RLG Reports J&J/Ethicon Discontinuation of Four Surgical Mesh Products
Johnson & Johnson subsidiary Ethicon will stop selling four of its surgical mesh products: the Prolift, the Prolift+ M, TVT Secur, and Prosima systems.
Ethicon announced its plans to stop selling these four products in a letter to U.S. District Judge Joseph R. Goodwin that the company filed yesterday in the U.S. District Court for the Southern District of West Virginia, where Judge Goodwin is presiding over the pre-trial proceedings of a multi-district litigation (MDL No. 2327) consolidating hundreds of cases against Ethicon for surgical mesh injuries.
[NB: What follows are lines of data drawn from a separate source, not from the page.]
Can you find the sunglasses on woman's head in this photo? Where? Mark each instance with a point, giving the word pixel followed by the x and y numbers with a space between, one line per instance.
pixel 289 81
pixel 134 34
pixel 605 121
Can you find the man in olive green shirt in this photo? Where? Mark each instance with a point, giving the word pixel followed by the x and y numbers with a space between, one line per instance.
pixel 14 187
The letter reportedly states that “Ethicon has asked the FDA for 120 days to end sales so it can ‘notify its customers and provide those hospitals and surgeons with sufficient time to select alternative treatment options for their patients. The letter reportedly also stated that “Ethicon will also discontinue or revise, as appropriate, all marketing materials during this time.”
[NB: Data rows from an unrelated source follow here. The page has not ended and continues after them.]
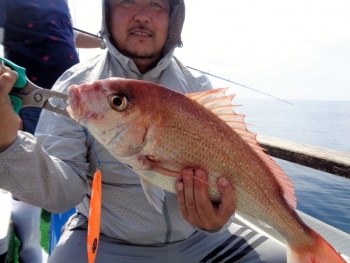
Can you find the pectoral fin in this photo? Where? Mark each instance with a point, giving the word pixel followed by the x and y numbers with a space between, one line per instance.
pixel 154 194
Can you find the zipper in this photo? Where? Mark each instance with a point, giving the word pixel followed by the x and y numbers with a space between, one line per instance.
pixel 167 222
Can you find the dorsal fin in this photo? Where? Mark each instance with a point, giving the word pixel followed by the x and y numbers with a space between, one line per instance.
pixel 217 102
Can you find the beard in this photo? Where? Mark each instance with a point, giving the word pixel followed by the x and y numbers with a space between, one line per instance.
pixel 137 55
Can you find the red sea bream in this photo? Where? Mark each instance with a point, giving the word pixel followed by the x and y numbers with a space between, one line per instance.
pixel 160 132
According to a June 5, 2012, Bloomberg News article, Ethicon also said that it has asked the FDA to let the company continue selling a fifth product, the Gyencare Gynemesh, with a change to the product’s labeling that would limit Gynemesh’s use to repair surgeries that implant mesh through a woman’s abdomen, as opposed to through a woman’s vagina (i.e., transvaginally). In announcements questioning the safety of using surgical mesh to treat a common female condition known as pelvic organ prolapse (POP), the FDA has singled out transvaginal repair as being particularly problematic.
As a law firm that is representing many of the claimants in the surgical mesh MDLs against Ethicon and other mesh manufacturers, the Rottenstein Law Group is encouraged by Ethicon’s voluntary recall of four of its surgical mesh products that have been used for the transvaginal repair of POP.